Another article on the newspaper’s front page mentions four Tribune staff members who had enlisted in the U.S. Armed Forces to fight in World War I. At that time, it was common for Tribune staff to print letters in the newspaper that had been mailed overseas from soldiers who fought in the war, Sister Concetta said. Tribune staff also often responded to those letters, she said.
Sister Concetta said after she found the old newspaper, she contacted The Tribune because she thought the newspaper might find a better home there, rather than locked away in a file in the old Mercy convent archives.
“I thought ‘What a shame’ because what a neat piece of history this is,” she said. “But of course I love history and I’m just fascinated by it.”
Sister Concetta said she had thought of having the newspaper framed for display on the wall of her office at the Mercy Health Center Medical Plaza at the corner of 8th and Horton streets.
Other than serving on several local groups and committees, Sister Concetta is also a member of the Mercy Health Center Foundation Board of Trustees. She has been part of Mercy Health Center since 1987. Sister Concetta attended the Mercy School of Nursing in Fort Scott during the mid-1940s before joining the Sisters of Mercy Convent in St. Louis, Mo.

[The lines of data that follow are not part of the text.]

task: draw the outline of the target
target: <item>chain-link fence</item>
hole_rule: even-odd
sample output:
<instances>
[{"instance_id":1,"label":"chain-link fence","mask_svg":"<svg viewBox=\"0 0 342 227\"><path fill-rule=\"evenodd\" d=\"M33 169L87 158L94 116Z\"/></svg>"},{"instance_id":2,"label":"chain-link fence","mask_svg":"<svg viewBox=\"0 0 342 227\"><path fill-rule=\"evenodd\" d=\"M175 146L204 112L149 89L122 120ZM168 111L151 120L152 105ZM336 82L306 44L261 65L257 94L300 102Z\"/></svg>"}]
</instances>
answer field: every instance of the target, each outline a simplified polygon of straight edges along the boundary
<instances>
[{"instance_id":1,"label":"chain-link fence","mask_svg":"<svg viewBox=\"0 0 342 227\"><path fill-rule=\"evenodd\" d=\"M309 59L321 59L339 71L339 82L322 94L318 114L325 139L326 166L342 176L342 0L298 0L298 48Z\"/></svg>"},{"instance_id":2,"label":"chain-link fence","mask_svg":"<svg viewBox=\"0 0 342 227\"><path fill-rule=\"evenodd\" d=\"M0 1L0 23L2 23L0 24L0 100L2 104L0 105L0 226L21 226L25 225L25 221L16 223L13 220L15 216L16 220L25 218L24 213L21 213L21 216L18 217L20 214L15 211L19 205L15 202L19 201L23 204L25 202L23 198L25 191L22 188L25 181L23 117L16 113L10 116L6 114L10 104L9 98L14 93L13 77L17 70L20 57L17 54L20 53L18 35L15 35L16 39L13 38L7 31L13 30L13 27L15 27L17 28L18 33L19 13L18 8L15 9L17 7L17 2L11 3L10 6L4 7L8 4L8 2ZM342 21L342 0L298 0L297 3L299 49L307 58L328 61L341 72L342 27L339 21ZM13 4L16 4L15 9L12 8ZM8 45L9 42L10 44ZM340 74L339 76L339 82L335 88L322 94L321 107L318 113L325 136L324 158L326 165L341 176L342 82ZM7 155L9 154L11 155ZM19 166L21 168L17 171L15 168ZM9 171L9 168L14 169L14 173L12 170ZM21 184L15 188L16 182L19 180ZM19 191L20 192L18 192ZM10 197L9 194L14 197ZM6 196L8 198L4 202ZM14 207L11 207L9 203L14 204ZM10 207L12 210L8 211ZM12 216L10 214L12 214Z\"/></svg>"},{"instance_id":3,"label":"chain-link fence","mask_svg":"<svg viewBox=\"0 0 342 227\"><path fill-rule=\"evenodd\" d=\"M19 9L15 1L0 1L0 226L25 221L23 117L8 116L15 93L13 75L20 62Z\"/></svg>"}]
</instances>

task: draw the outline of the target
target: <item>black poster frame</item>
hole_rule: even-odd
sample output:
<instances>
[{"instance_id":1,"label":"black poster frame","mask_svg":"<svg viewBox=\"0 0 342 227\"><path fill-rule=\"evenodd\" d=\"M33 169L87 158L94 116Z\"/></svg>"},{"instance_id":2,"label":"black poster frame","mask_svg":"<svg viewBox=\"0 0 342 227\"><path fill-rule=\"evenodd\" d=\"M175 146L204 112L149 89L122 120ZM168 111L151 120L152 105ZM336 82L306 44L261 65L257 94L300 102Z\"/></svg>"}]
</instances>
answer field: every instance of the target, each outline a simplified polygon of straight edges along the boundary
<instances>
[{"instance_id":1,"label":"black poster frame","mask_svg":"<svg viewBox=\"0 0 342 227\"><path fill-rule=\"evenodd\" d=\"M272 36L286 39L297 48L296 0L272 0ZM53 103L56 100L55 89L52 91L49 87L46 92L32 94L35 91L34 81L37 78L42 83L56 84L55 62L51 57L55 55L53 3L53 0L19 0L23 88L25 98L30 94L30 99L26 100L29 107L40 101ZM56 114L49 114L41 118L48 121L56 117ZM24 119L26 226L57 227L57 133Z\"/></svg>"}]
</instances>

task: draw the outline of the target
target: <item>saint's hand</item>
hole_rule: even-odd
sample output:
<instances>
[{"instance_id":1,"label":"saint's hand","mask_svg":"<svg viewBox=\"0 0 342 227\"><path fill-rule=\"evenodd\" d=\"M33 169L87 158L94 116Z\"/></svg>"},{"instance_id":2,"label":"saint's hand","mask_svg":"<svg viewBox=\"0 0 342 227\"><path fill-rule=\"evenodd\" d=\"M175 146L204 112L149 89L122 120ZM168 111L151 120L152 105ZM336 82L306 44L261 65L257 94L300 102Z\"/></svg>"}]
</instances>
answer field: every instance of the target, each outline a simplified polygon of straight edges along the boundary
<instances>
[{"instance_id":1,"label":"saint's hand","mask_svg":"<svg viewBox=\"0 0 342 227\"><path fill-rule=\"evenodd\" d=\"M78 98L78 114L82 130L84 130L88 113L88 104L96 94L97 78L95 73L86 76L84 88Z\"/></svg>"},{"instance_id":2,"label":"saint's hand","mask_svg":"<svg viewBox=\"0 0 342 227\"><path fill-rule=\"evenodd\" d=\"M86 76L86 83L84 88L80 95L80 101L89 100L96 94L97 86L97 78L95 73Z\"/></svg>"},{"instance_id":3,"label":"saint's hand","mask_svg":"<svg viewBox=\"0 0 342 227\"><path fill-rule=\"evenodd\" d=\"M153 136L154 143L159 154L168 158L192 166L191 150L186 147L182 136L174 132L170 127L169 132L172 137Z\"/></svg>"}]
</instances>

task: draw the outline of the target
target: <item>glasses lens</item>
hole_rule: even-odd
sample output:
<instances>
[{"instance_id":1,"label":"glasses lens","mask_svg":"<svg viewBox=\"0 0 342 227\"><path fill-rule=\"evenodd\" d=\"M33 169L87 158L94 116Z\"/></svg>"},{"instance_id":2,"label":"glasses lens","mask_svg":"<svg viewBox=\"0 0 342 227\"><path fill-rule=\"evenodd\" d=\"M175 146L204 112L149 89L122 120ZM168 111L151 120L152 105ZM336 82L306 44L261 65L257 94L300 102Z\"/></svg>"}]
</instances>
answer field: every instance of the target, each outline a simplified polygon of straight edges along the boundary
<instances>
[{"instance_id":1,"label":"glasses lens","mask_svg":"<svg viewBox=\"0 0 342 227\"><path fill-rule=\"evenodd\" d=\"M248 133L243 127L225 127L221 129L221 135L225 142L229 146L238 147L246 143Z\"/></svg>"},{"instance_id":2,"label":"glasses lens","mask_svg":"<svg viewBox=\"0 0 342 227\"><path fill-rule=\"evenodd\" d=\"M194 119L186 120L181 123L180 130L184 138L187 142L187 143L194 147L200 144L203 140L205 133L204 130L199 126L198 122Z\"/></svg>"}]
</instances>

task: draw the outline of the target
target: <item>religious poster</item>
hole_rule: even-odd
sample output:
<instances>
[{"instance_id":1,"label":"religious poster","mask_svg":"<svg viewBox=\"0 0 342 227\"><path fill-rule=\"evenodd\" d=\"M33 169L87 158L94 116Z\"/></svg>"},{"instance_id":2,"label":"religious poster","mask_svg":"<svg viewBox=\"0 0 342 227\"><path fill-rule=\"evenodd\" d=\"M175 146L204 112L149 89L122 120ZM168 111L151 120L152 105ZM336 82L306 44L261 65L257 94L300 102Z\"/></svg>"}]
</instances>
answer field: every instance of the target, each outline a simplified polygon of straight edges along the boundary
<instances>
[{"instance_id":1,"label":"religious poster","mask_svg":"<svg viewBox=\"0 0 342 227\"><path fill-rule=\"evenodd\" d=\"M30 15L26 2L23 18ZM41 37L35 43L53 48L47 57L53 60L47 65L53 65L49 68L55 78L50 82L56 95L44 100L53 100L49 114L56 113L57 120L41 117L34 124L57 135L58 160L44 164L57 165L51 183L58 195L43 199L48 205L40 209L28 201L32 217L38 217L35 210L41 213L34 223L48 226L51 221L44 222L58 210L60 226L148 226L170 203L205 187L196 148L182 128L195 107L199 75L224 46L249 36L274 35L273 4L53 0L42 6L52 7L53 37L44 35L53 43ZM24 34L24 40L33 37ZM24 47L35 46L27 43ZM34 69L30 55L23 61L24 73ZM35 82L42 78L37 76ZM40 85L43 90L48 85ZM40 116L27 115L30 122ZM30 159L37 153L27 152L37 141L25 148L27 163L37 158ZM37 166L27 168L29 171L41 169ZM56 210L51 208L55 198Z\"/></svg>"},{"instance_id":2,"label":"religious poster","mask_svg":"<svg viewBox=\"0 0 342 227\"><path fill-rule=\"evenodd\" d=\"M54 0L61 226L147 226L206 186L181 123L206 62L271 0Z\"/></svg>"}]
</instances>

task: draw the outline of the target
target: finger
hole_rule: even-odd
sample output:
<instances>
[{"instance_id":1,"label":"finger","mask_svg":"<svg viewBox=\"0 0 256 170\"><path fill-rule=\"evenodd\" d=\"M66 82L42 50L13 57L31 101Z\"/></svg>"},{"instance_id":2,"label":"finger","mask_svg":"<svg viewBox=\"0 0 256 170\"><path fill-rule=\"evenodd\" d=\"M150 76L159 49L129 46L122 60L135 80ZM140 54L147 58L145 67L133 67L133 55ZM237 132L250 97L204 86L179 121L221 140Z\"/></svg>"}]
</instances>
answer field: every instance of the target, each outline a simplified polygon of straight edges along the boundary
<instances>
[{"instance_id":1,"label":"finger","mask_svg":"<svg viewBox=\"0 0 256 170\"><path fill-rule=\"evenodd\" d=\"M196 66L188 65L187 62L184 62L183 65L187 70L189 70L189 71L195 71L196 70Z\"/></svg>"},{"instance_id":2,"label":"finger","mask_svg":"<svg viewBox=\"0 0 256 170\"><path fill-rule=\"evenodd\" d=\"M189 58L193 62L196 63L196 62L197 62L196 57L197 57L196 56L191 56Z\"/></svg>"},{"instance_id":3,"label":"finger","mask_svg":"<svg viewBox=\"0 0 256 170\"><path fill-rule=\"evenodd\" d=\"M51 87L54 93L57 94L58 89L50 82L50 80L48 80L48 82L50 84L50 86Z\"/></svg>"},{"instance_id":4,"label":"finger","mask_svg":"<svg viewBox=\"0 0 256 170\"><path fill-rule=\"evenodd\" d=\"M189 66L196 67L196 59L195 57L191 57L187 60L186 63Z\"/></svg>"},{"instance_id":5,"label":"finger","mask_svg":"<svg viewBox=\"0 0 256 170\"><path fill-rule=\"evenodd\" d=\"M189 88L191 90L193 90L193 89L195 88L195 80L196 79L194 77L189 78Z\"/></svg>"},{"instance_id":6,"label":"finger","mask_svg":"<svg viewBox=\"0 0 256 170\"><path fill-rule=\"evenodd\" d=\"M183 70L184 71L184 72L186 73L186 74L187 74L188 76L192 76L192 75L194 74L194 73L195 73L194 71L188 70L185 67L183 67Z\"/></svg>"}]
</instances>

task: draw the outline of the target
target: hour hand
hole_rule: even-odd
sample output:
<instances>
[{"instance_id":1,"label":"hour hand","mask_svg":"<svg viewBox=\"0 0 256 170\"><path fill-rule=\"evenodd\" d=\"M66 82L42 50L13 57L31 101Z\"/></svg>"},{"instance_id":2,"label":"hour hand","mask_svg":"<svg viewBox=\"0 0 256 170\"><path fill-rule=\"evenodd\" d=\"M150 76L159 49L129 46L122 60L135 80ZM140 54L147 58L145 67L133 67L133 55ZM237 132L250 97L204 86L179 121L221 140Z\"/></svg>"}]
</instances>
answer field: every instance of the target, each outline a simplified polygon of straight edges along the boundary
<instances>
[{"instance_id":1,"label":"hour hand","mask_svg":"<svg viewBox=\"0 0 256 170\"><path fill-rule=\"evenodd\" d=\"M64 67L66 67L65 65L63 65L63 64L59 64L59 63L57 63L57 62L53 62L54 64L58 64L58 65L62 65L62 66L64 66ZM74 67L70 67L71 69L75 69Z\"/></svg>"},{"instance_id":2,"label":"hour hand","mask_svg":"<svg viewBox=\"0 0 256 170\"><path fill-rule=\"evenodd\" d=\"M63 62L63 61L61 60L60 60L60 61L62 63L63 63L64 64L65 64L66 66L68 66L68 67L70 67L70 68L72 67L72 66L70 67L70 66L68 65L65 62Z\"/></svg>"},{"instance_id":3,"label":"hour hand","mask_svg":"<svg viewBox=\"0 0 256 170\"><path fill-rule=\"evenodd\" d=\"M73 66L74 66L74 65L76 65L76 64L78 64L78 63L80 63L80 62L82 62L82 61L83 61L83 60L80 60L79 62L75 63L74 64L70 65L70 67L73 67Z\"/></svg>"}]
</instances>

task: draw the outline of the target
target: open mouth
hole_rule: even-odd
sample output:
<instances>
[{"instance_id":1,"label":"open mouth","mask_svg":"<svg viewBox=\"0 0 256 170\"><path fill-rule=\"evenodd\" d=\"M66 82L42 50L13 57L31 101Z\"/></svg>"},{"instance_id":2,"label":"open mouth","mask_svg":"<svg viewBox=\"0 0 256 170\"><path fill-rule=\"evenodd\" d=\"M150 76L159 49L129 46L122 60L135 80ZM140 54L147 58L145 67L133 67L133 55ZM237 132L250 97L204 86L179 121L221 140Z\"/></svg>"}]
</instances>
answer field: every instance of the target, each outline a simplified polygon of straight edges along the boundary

The old convent building, built in 1958 by the Sisters of Mercy, formerly housed a convent chapel and provided a home for the sisters. The building also housed the Mercy nursing school until 1974, when FSCC took over the program. The sisters moved out of the building in early 2004, when FSCC purchased it for $75,000 and spent about $50,000 to remodel it for the FSCC Nursing Program.
Sister Concetta later returned to Fort Scott to work as a nurse supervisor at the old Mercy Hospital and continued her ministry in Mercy health care facilities in Kansas.
Another local resident who responded to the Tribune’s search for old newspapers was Redfield resident Donna Matkin, who also called The Tribune and brought in a box that contained several old editions of the newspaper from the 1940s through the 1960s.
The oldest newspaper that Matkin said she possesses was the May 30, 1942 edition, which provided information on local soldiers’ duties and activities overseas during World War II. Another newspaper, dated May 7, 1945, highlighted the end of World War II and the Allied victory in the war by displaying “Victory” in large letters on the edition’s front page.
Matkin said her mother-in-law collected many of the newspapers that Matkin’s father had obtained from working for several years as a pressman at The Tribune before retiring. Matkin said some of her other relatives worked at The Tribune in the past as well.